In a YouGov poll taken in late 2013 over 2,000 people, less than one-third of the public were aware of what pharmacists could offer and only 48% knew that their pharmacist could advise on minor ailments. I will concede efforts have been made to emphasise the worth of pharmacists and ease the stress on GPs in providing healthcare to the greater public through new services such as minor ailments, blood pressure and heart rhythm consultations and a lot of the praise for the furthering of the reputations of pharmacists as competent providers of healthcare should go to Pharmacy Voice.

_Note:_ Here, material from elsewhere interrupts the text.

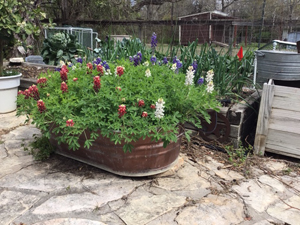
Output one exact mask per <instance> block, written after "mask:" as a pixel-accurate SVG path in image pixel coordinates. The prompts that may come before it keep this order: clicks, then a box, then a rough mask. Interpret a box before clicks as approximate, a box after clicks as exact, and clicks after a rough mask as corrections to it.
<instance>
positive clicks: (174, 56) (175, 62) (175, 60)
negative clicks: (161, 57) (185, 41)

However, obstacles are still present and that leaves the question what else can be done to change public opinion on pharmacists? Yes, I settle on the fact that it should be mainly the pharmacists’ responsibility to highlight the services they can provide, but I believe there is a greater need for collaboration, and thus I feel that GPs should also take a minor role in highlighting services that a pharmacist could provide during consultations which could have been dealt with faster at their local pharmacy. The same could be done once again at A&E departments in hospitals. My reasoning is based on the assumption that public opinion shares the view that doctors are the frontline of healthcare and thus they would have a pivotal role in persuading patients to use their local pharmacies for minor ailments as well as other services such as vaccinations.
On the other hand, I reluctantly acknowledge that maybe the retail aspect of community pharmacy will always divide public opinion on pharmacists and be the possible cause for the “shopkeeper” stereotype. In the end I will always find it unfortunate that there is a lack of awareness on the scope of pharmacist’s involvement in healthcare, from hospital to the pharmaceutical industry.